Future surveys aiming at mapping public perception should take all this into account. A survey might not, as seen in recent studies (NBAB 2020; Bugge 2020; Cui and Shoemaker 2018) give clear answers to whether the public supports or is opposed to the use of GE animals in food production. Acceptance has several dimensions and aspects which do not necessarily lead to a clear answer for opposing or supporting the technology (Van Eenennam and Young 2018). We encourage future surveys to be aware of this and instead of asking leading questions, focus the surveys so that they are open with the aim to identify what the most pressing concerns are.

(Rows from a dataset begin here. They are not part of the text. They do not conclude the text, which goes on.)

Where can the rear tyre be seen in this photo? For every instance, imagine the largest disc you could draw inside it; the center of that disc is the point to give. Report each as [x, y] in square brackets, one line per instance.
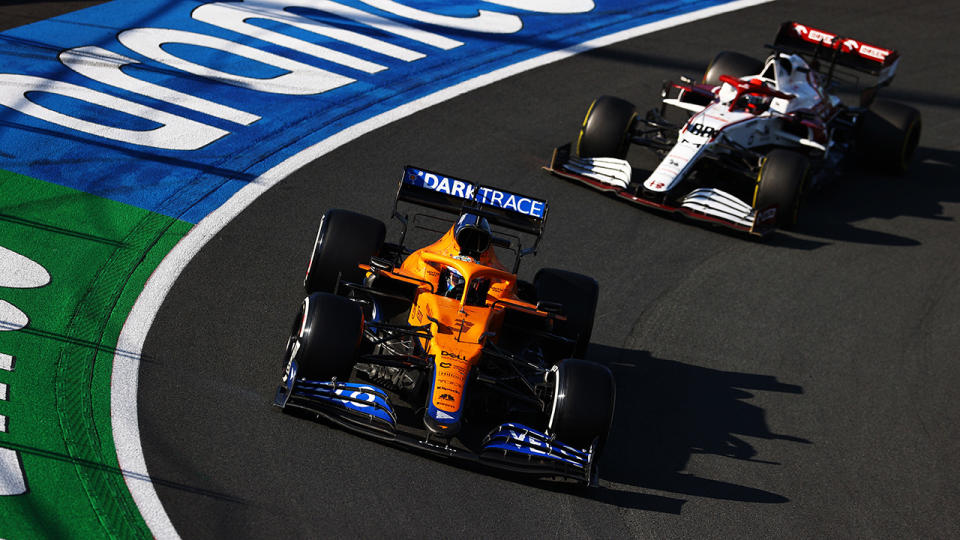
[583, 403]
[578, 295]
[888, 135]
[733, 64]
[345, 239]
[326, 333]
[782, 179]
[606, 128]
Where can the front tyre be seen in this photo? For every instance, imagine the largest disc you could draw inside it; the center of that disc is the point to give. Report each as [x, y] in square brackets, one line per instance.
[583, 403]
[606, 128]
[325, 336]
[345, 240]
[888, 135]
[782, 179]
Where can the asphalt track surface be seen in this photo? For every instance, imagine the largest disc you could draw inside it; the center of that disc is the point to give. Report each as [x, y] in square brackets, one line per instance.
[805, 386]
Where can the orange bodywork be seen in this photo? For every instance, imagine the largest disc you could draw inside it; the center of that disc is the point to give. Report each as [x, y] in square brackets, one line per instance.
[460, 326]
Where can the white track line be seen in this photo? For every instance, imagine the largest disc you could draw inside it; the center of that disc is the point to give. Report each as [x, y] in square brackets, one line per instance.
[123, 402]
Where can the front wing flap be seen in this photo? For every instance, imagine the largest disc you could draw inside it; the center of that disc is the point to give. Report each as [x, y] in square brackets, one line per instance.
[704, 204]
[367, 409]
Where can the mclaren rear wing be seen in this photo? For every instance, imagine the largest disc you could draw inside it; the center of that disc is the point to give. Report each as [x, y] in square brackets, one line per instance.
[453, 195]
[842, 51]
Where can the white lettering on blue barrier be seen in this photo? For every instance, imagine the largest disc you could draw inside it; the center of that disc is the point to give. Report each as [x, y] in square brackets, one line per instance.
[300, 79]
[237, 16]
[174, 133]
[106, 67]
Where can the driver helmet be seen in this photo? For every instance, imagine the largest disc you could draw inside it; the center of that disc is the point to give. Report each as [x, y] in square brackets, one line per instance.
[451, 282]
[472, 233]
[754, 102]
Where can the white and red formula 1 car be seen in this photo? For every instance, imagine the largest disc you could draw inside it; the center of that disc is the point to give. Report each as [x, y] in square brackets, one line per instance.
[759, 135]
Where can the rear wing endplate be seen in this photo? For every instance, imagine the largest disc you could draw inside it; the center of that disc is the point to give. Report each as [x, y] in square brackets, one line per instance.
[453, 195]
[847, 52]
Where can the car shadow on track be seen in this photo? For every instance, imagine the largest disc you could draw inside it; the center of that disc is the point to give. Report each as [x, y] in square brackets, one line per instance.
[833, 214]
[667, 411]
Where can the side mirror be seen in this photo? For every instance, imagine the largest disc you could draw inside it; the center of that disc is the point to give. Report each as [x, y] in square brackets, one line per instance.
[550, 307]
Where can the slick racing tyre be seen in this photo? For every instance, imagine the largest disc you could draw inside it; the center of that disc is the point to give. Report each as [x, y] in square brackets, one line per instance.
[345, 239]
[325, 336]
[782, 179]
[733, 64]
[888, 135]
[606, 128]
[578, 296]
[583, 402]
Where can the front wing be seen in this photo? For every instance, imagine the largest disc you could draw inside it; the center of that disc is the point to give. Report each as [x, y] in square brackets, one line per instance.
[367, 409]
[704, 204]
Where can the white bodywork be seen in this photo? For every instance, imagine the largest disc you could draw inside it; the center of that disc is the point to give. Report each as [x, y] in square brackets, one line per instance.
[728, 123]
[720, 122]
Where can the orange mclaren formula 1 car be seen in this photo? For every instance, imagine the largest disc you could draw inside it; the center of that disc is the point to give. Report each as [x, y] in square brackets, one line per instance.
[442, 349]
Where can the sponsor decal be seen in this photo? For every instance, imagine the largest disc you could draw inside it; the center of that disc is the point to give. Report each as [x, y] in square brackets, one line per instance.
[847, 45]
[466, 190]
[451, 355]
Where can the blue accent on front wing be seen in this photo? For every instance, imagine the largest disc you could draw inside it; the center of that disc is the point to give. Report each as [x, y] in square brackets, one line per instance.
[359, 398]
[189, 184]
[519, 439]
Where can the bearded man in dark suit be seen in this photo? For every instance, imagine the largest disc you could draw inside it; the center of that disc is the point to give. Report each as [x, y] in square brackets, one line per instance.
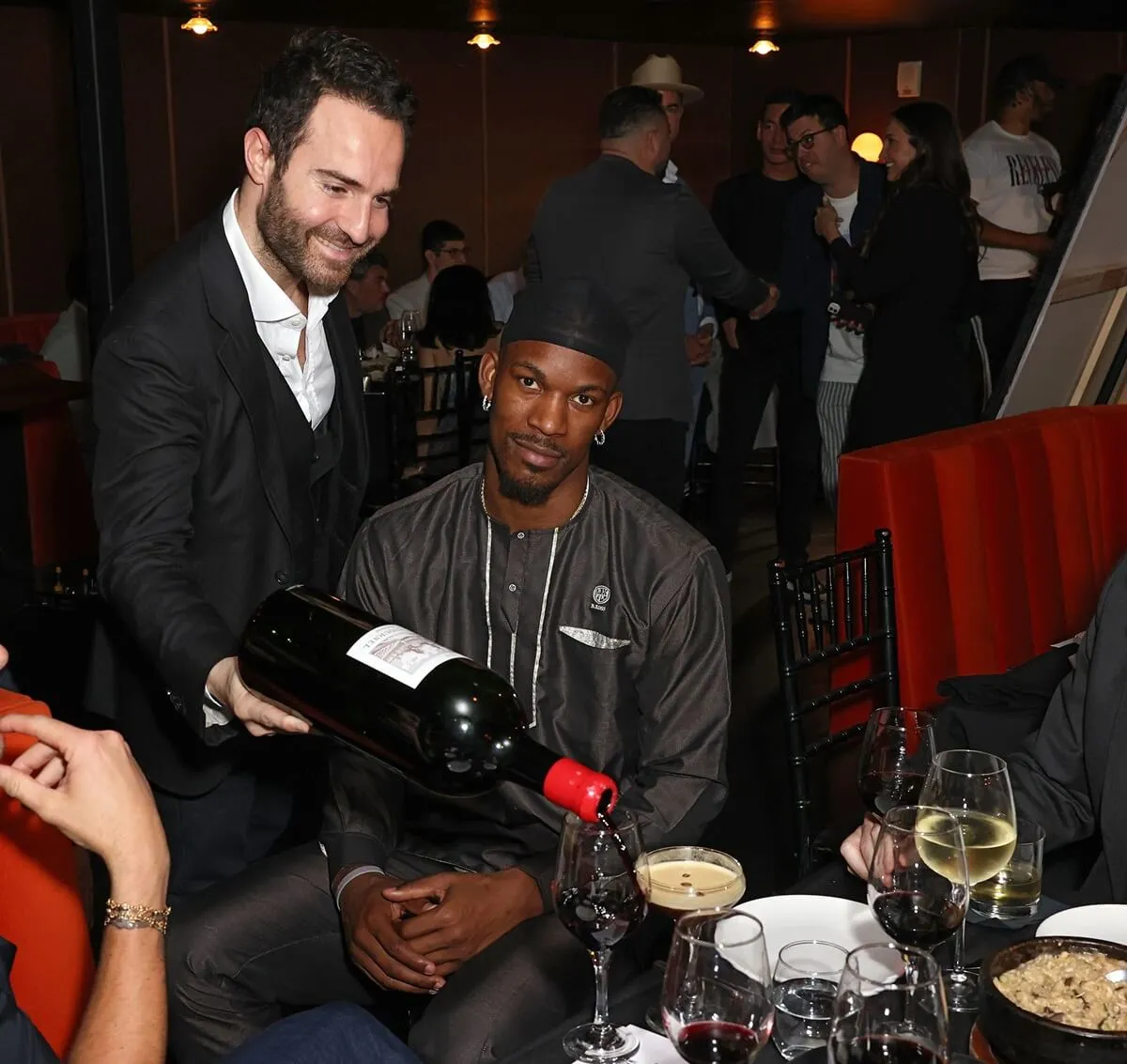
[231, 455]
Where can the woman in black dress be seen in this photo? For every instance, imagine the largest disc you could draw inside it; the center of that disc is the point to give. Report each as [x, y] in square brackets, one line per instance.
[919, 271]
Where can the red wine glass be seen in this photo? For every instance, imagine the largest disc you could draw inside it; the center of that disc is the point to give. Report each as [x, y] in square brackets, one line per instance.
[896, 755]
[598, 901]
[919, 888]
[716, 998]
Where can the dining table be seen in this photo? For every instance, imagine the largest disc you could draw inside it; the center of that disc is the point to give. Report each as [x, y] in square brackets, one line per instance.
[631, 1000]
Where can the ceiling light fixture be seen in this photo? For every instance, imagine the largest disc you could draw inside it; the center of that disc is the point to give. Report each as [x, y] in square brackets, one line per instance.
[483, 39]
[200, 23]
[868, 146]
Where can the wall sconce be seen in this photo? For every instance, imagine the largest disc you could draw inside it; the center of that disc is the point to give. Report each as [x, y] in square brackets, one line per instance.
[868, 146]
[200, 23]
[483, 39]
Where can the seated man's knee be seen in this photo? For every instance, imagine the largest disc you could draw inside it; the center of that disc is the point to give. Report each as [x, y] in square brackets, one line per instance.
[333, 1034]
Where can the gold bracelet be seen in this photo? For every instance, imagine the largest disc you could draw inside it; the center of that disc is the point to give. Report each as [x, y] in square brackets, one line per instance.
[132, 917]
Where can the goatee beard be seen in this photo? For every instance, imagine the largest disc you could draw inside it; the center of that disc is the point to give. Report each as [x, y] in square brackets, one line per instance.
[523, 491]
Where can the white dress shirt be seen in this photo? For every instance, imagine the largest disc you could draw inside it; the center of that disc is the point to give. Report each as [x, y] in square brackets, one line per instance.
[280, 324]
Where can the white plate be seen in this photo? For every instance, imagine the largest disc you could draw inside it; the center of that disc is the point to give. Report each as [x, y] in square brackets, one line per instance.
[1107, 922]
[788, 918]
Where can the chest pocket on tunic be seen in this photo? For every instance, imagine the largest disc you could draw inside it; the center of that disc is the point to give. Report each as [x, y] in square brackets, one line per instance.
[602, 668]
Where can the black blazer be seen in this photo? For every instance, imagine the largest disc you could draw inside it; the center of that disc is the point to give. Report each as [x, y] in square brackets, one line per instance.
[806, 275]
[919, 273]
[642, 241]
[1070, 778]
[193, 499]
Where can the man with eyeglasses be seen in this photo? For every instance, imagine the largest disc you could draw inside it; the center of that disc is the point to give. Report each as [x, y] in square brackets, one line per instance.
[833, 354]
[443, 245]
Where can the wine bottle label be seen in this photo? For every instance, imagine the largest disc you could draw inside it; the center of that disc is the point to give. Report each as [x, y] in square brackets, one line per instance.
[400, 654]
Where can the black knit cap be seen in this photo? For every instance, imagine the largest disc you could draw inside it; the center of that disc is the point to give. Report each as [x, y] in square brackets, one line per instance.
[572, 314]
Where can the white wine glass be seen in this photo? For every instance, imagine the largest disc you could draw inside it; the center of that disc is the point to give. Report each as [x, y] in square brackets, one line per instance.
[974, 787]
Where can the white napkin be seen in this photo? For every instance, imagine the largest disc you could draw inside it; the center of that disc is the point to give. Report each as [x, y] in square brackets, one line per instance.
[653, 1048]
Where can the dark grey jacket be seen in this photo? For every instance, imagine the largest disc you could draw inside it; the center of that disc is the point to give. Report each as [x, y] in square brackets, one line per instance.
[614, 631]
[641, 240]
[1072, 776]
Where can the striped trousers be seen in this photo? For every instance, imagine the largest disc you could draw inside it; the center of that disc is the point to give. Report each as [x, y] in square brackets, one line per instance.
[834, 400]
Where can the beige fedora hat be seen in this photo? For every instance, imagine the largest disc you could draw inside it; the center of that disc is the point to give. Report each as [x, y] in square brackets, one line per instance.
[664, 72]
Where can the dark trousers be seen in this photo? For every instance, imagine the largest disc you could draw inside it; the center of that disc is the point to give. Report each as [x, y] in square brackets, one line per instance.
[271, 936]
[649, 455]
[269, 800]
[337, 1034]
[747, 381]
[1002, 305]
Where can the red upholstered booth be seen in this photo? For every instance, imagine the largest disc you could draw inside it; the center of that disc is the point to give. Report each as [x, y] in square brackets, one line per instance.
[1002, 535]
[27, 330]
[40, 908]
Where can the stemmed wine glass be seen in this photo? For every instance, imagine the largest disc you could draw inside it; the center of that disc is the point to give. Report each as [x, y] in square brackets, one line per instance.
[598, 901]
[973, 787]
[716, 998]
[889, 1009]
[918, 876]
[409, 325]
[896, 754]
[685, 879]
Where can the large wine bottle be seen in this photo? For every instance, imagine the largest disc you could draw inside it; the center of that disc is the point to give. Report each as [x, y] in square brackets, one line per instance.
[440, 719]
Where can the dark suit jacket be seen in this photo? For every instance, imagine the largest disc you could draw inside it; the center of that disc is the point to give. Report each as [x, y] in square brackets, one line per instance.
[1072, 776]
[194, 488]
[805, 285]
[642, 241]
[919, 274]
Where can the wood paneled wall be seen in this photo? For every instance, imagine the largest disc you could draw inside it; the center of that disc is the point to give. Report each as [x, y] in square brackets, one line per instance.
[494, 129]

Contribution to sustainable development is one of the non-safety criteria in Norwegian Gene Technology Act, but the regulation is not yet translated into guidelines on how to evaluate GE (and GM) fishes. This could be done by looking at global goals and strategies such as UN SDGs and EU Green Deal. Further, a framework for evaluating GE animals should be based on relevant regulatory frameworks and policy documents for animal and fish welfare (Blix and Myhr 2021). In Norway the Animal Welfare Act equalizes terrestrial and aquatic animals, designating them with rights to be protected from harm, stress and strain, in addition to other intrinsic values (Norwegian Animal Welfare Act 2009). Internationally, fish has not been assigned the same status. However, the Animal World Health Organization has developed international standards for fish welfare contained in the Aquatic Code (The Aquatic Code 2019). A framework for evaluating GE fish should use the Aquatic Code, which focuses on how to avoid disease, as a guiding minimum for how welfare is to be understood with regards to fish. In addition, it should also be considered whether the intrinsic value of fish should be taken into consideration. This could be a valuable guiding principle (Trøite and Myskja 2018) for determining whether GE diminishes the integrity of animal; alternatively what kind of GE is acceptable? (Blix and Myhr 2021).

Conclusion

The CRISPR/Cas technique is the most popular of the current GE technologies, therefore, majority of the expected GE fish products for commercialization will be products developed by CRISPR/Cas. The technique has the potential to provide far-reaching solutions to the several challenges plaquing the fish aquaculture sector. The current national and international discussions is on whether products arising from GE techniques, especially CRISPR/Cas, should be regulated. Given the enormous importance of the matter, decisions whether to regulate or not, and more importantly, how to regulate GE fish products, should be based on knowledge derived from profound scientific research. The current RA frameworks do not cover CRISPR/Cas GE fish. This will challenge the existing frameworks with regards to unintended and pleiotropic effects as well as detection, identification, tracing and monitoring of GE fish in the case of inadvertent or intentional release into the environment. The essential knowledge for crucial decisions and robust RA is not available. Research strategies that take advantage of the new molecular biology techniques, including transcriptomics, proteomics and metabolomics, which have become more advanced and cheaper, will contribute these knowledge-needs. Further, inclusion of animal welfare, ethical, societal and sustainability aspects in the policy decision process will complement risk assessment and ensure that cultural and societal interests are taken into consideration.